Yes, I did wear my badge. It is as requisite for the interview hall as for the exhibit hall. And some of the security guards will let you through as long as they can see the neck string leading into your suit jacket, no need to dig it out.
Welcome, AD.
I think we essentially agree here -- that in locations "external" to the convention, the nametag marks, or brands, us as a group; I mean, a dinner table 10 blocks away! See, I find that funny, in that the group "at the table" presumably already knew eachother. . . why not doff the tag? (i.e., I agree with you).
But within the "campus" of the convention itself, the, er, semiotics work differently, no? In that there we're all branded, so what's left to parse are gradations in brand-value.
I fully cop to leering in close spaces. Of course, that's easy for me to say (and do), if I don't wear mine!! Without over-thinking it (as I no doubt have), it comes down to curiosity, no?
But even if others have better manners than I, what I think is significant is that we don't act, or approach one another, on the basis of the nametag. Your fortuitous airline contact aside, I don't think that's de rigeur.
Love the neck string trick. Very boho.
Thanks for posting . . .
Kind of ironic, all this stuff about name tags. See, I live in Philly, and my adjunct friends and I all decided, independently mind you, that we weren't going anywhere near Market St. during the appointed days. Now for the irony. I play in a blues band with two other adjuncts, and we had a gig at a bar on Sansom St. on Friday during the conference. And darned if there wasn't a table full of mla'ers -- about five of them by my count.
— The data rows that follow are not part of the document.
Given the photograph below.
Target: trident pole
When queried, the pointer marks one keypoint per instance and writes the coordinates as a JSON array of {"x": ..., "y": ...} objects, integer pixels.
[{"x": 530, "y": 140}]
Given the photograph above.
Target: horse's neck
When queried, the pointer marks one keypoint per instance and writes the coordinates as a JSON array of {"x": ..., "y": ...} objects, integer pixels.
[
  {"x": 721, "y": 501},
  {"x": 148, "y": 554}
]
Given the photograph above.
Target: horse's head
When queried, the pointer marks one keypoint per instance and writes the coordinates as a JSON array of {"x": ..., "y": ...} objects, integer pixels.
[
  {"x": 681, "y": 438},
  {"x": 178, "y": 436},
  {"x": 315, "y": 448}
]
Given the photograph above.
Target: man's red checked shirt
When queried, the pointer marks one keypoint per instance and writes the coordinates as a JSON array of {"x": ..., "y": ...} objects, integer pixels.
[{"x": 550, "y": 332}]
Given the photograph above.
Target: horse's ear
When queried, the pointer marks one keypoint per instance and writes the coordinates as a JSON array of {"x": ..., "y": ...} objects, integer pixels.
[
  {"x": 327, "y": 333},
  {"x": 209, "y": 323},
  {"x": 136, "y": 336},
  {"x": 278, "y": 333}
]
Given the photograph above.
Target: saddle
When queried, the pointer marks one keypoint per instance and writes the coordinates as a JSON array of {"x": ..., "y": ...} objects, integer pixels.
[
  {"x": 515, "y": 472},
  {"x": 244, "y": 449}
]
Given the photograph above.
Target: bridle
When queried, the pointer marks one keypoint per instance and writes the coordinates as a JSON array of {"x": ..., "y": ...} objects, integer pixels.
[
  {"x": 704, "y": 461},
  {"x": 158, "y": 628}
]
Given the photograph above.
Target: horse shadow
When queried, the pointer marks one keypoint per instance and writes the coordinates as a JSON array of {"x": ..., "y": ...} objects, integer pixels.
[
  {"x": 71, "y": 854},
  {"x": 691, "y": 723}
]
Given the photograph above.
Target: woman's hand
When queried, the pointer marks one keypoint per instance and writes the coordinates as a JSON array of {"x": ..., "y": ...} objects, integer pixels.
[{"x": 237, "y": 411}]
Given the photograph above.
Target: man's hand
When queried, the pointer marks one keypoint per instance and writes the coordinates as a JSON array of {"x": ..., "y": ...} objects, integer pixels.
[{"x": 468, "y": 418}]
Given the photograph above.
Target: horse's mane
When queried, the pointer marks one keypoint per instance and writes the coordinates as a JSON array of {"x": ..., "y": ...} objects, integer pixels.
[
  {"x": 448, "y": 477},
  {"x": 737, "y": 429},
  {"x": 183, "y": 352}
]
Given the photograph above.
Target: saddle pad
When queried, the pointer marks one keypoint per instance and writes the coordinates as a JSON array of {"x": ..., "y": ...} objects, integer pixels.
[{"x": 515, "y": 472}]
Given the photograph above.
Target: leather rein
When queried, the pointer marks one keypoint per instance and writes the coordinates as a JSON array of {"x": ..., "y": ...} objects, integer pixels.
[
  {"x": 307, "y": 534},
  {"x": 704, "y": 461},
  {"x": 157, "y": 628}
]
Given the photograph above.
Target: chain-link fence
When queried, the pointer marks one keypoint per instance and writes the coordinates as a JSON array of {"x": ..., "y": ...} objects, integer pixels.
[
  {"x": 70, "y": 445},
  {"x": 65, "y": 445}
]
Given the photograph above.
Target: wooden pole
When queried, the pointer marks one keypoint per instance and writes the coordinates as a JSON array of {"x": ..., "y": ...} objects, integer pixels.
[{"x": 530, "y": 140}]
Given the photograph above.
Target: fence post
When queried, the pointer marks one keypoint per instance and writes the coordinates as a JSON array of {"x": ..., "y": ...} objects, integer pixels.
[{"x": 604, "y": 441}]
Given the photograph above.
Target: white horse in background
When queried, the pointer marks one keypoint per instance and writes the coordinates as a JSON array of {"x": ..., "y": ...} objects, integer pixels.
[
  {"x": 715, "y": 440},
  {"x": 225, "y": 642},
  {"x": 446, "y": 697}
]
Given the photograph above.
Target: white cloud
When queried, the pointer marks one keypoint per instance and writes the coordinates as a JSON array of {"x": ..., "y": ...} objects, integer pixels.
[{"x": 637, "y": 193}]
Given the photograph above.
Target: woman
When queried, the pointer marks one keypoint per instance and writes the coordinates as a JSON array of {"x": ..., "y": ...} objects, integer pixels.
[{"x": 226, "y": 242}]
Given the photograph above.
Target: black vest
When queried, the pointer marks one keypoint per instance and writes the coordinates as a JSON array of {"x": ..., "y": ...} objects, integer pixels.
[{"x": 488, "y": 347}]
And how did we know they were strays from the delights of Reading Terminal and Olde City? Well, by the tags of course.
We invited them to sit in. If you think about it, at least on this side of the Mason-Dixon line, mla'ers surely have earned a right to sing the blues. Hell, why do you think we're singing them? But in the end they gracefully declined our offer to sit in with us, though they did buy us a round of beers, which was nice.
That's my name tag story.
Sing it, Second, sing it!
Great story.
I've been diverted by my other MLA thread, but had a cheeky idea for next year's convention in Chicago (where I went to grad school: I've put out a CFP myself, so there's a good chance I'll be there, too).
Great blues clubs, Second. . . too many have commercialized, but I know a couple on the south side that should be pretty tag-free . . .
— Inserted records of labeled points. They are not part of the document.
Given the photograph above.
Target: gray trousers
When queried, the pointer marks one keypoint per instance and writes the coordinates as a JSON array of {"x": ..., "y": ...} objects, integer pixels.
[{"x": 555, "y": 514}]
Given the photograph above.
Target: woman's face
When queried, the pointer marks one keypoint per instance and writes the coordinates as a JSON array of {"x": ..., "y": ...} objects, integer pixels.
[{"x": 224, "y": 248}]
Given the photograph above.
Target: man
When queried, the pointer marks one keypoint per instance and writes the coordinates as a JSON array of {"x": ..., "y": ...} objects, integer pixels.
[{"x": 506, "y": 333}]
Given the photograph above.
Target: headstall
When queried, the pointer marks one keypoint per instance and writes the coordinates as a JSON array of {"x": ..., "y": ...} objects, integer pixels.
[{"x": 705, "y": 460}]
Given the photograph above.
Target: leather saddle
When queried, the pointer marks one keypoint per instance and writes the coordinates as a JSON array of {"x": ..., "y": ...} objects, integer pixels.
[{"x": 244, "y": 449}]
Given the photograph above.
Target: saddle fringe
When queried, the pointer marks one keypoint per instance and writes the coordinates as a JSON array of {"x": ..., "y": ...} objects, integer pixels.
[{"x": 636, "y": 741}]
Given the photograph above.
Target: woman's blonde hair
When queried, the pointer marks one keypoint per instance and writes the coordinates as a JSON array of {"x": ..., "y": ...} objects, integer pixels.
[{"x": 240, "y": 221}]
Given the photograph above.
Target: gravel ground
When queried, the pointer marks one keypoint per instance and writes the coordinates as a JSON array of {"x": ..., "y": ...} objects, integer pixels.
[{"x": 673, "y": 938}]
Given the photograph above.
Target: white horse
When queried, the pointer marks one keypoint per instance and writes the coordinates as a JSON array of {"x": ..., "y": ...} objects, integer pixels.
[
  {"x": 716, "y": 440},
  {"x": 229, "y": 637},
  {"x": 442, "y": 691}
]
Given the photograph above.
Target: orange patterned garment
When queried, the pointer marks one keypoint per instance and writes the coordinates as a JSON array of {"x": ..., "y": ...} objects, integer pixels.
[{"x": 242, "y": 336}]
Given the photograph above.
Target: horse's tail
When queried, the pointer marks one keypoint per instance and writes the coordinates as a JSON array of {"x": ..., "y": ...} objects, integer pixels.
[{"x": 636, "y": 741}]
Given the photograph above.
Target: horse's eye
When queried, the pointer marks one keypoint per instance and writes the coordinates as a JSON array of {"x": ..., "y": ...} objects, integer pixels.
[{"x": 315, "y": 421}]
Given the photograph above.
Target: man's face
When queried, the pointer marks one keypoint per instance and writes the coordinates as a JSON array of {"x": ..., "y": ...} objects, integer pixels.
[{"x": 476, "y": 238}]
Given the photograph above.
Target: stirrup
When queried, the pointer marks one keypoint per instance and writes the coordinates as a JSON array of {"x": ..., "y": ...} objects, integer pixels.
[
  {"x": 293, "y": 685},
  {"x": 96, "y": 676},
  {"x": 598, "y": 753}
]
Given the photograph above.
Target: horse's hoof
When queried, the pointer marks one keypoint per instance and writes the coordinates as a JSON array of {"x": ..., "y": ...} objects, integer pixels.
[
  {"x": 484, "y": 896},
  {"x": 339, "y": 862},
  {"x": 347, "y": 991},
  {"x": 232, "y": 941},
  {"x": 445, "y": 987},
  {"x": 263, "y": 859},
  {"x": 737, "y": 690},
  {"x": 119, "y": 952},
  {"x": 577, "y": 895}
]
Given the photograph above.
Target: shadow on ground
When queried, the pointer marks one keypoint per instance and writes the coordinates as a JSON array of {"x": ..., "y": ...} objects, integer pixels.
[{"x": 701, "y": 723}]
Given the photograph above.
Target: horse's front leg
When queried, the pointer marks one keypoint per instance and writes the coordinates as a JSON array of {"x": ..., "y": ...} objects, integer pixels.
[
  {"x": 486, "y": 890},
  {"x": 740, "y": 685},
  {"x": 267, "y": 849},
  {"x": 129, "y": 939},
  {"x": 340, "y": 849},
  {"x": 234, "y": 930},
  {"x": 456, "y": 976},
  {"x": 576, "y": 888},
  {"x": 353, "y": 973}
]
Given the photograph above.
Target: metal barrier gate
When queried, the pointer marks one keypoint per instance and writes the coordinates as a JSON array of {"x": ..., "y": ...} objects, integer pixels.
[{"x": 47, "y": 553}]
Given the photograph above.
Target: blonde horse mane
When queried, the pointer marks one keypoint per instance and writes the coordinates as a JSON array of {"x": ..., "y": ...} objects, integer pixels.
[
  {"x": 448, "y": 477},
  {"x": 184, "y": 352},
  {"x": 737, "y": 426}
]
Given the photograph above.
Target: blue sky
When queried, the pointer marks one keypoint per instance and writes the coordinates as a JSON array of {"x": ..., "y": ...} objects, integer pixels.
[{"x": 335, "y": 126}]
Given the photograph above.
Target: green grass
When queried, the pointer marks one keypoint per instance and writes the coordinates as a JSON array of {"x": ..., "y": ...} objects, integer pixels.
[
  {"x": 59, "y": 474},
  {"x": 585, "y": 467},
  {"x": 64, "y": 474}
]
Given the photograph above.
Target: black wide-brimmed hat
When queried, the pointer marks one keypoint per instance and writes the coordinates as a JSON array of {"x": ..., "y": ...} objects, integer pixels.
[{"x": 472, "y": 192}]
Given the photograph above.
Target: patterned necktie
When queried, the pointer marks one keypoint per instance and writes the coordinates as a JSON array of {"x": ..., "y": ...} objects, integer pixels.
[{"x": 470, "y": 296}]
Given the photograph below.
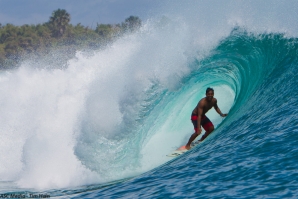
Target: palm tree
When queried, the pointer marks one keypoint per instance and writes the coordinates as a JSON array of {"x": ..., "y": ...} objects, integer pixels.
[{"x": 59, "y": 21}]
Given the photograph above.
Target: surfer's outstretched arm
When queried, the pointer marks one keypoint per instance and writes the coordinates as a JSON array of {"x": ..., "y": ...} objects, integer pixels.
[{"x": 218, "y": 110}]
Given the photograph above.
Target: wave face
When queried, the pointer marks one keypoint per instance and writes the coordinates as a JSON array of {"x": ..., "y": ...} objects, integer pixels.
[
  {"x": 252, "y": 153},
  {"x": 116, "y": 114}
]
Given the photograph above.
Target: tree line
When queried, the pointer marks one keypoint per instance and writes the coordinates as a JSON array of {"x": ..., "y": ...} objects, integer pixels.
[{"x": 19, "y": 42}]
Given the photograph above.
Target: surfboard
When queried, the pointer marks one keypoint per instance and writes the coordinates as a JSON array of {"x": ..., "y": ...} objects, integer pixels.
[{"x": 182, "y": 149}]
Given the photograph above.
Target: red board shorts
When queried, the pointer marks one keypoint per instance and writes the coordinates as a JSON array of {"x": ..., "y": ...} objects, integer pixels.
[{"x": 205, "y": 122}]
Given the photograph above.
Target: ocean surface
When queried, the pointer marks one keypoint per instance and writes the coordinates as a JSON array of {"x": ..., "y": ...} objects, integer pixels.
[{"x": 102, "y": 126}]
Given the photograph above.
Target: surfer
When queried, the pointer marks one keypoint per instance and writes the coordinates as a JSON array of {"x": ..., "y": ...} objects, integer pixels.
[{"x": 199, "y": 118}]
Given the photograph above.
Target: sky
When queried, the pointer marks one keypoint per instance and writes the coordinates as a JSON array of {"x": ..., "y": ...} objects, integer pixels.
[{"x": 87, "y": 12}]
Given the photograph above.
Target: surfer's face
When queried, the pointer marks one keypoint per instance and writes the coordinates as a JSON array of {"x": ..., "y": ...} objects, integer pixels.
[{"x": 209, "y": 95}]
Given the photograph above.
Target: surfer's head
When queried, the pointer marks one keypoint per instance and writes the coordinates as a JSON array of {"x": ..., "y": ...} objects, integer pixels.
[{"x": 209, "y": 94}]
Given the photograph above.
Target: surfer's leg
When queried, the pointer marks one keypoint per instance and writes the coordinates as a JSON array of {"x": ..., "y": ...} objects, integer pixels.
[
  {"x": 208, "y": 126},
  {"x": 211, "y": 128},
  {"x": 194, "y": 135}
]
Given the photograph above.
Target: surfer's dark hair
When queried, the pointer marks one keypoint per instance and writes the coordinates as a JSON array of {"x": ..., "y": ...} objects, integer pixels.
[{"x": 209, "y": 89}]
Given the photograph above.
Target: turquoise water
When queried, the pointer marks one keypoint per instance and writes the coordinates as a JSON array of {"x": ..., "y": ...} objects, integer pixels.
[
  {"x": 102, "y": 127},
  {"x": 253, "y": 153}
]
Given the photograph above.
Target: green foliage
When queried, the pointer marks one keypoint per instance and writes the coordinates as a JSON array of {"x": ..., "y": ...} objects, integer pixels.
[{"x": 18, "y": 42}]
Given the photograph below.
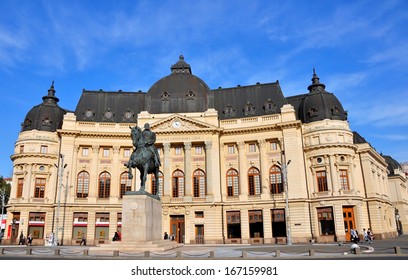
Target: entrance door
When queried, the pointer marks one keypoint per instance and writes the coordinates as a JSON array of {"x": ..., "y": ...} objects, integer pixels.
[
  {"x": 348, "y": 218},
  {"x": 177, "y": 228}
]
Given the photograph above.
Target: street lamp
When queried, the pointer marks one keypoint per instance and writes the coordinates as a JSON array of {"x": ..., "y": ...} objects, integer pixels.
[
  {"x": 61, "y": 168},
  {"x": 284, "y": 166}
]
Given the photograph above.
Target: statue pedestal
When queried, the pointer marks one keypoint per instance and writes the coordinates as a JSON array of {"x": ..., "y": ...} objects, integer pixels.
[
  {"x": 141, "y": 226},
  {"x": 141, "y": 218}
]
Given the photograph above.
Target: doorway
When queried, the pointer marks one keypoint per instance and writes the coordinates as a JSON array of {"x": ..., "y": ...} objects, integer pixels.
[
  {"x": 348, "y": 218},
  {"x": 177, "y": 228}
]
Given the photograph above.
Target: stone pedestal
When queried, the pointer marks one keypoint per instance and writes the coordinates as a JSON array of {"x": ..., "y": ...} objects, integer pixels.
[{"x": 141, "y": 218}]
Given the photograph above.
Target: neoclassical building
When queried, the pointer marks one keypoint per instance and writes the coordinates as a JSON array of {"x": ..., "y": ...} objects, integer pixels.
[{"x": 238, "y": 165}]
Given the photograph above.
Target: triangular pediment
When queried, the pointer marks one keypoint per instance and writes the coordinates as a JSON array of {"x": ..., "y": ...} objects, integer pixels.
[{"x": 178, "y": 122}]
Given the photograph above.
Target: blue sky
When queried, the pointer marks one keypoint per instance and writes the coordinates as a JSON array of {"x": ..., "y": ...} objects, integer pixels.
[{"x": 359, "y": 50}]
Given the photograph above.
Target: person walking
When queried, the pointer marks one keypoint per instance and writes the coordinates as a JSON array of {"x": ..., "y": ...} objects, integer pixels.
[{"x": 83, "y": 240}]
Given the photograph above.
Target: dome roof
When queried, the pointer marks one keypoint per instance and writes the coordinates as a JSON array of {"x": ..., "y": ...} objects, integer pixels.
[
  {"x": 319, "y": 104},
  {"x": 46, "y": 116},
  {"x": 181, "y": 91}
]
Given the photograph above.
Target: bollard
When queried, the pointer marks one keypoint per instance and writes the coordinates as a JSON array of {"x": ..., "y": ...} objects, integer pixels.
[
  {"x": 244, "y": 255},
  {"x": 178, "y": 255}
]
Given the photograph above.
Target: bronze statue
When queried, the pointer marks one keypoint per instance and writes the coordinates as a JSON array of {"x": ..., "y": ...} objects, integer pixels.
[{"x": 144, "y": 157}]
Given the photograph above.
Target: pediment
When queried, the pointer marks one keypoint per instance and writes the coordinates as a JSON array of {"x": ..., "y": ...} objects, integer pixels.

Anyhoo, I do wear my nametag at other conferences that are more casual and more field focused, where there's more of a sense of "we're all in this together." I'm thinking of GEMCS (an early modern conference) in particular, where I think people would be more likely to approach one another on the basis of a tag-sight.
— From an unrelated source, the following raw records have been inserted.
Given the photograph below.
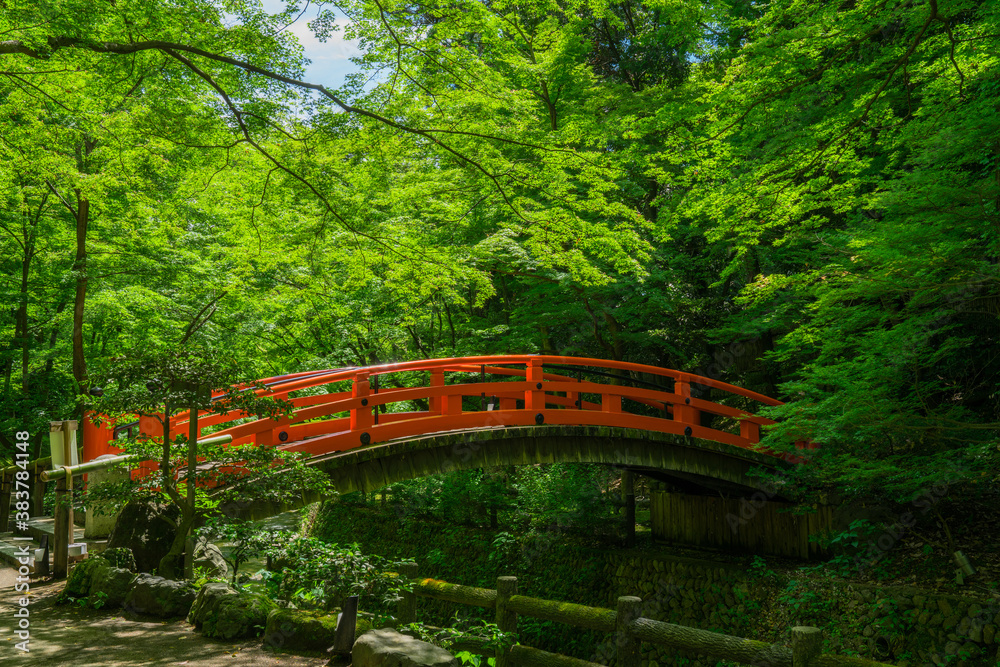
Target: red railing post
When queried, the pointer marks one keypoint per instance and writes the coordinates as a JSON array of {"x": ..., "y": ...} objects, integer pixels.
[
  {"x": 437, "y": 380},
  {"x": 683, "y": 412},
  {"x": 361, "y": 415},
  {"x": 750, "y": 430},
  {"x": 96, "y": 439},
  {"x": 534, "y": 397}
]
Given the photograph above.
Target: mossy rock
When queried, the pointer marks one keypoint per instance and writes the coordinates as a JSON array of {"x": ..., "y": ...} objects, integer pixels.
[
  {"x": 224, "y": 613},
  {"x": 112, "y": 585},
  {"x": 120, "y": 557},
  {"x": 82, "y": 577},
  {"x": 297, "y": 630},
  {"x": 161, "y": 597}
]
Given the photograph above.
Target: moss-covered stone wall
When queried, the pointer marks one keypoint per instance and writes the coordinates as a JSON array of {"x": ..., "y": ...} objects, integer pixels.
[{"x": 905, "y": 626}]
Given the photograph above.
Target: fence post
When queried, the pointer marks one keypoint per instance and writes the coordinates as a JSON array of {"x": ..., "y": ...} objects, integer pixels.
[
  {"x": 6, "y": 482},
  {"x": 38, "y": 493},
  {"x": 506, "y": 619},
  {"x": 628, "y": 498},
  {"x": 406, "y": 605},
  {"x": 629, "y": 609},
  {"x": 807, "y": 643},
  {"x": 64, "y": 519}
]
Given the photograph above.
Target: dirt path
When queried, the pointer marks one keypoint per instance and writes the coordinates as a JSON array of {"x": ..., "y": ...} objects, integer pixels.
[{"x": 70, "y": 635}]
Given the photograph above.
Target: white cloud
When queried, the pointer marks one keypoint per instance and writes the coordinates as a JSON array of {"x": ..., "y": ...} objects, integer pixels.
[{"x": 330, "y": 60}]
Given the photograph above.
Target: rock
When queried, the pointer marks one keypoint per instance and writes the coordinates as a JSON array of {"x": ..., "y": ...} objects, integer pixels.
[
  {"x": 221, "y": 612},
  {"x": 159, "y": 597},
  {"x": 120, "y": 557},
  {"x": 115, "y": 583},
  {"x": 209, "y": 558},
  {"x": 144, "y": 528},
  {"x": 388, "y": 648},
  {"x": 82, "y": 576},
  {"x": 303, "y": 630}
]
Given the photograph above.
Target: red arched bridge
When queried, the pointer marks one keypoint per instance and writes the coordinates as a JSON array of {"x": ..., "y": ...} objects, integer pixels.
[{"x": 361, "y": 424}]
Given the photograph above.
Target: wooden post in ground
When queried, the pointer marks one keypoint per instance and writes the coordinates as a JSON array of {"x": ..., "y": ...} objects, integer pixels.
[
  {"x": 69, "y": 449},
  {"x": 406, "y": 606},
  {"x": 64, "y": 524},
  {"x": 629, "y": 609},
  {"x": 807, "y": 644},
  {"x": 506, "y": 619},
  {"x": 6, "y": 483},
  {"x": 38, "y": 492},
  {"x": 628, "y": 498}
]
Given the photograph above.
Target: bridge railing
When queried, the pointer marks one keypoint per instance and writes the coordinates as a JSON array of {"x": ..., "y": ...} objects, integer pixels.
[
  {"x": 626, "y": 621},
  {"x": 364, "y": 406}
]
The last GEMCS attended (in Orlando), I brought the kids, and my daughter (then 4 . . . ish . . .?) took the initiative to draw all over my nametag. Very colorful. Probably some princesses involved. I didn't wear it subsequently, but how funny would it be to customize one's MLA nametag in such fashion -- you know, pimp my ride??
Imagine the looks!
Yeah, I can think of a place or two down there as well. And no, there won't be any tags worn.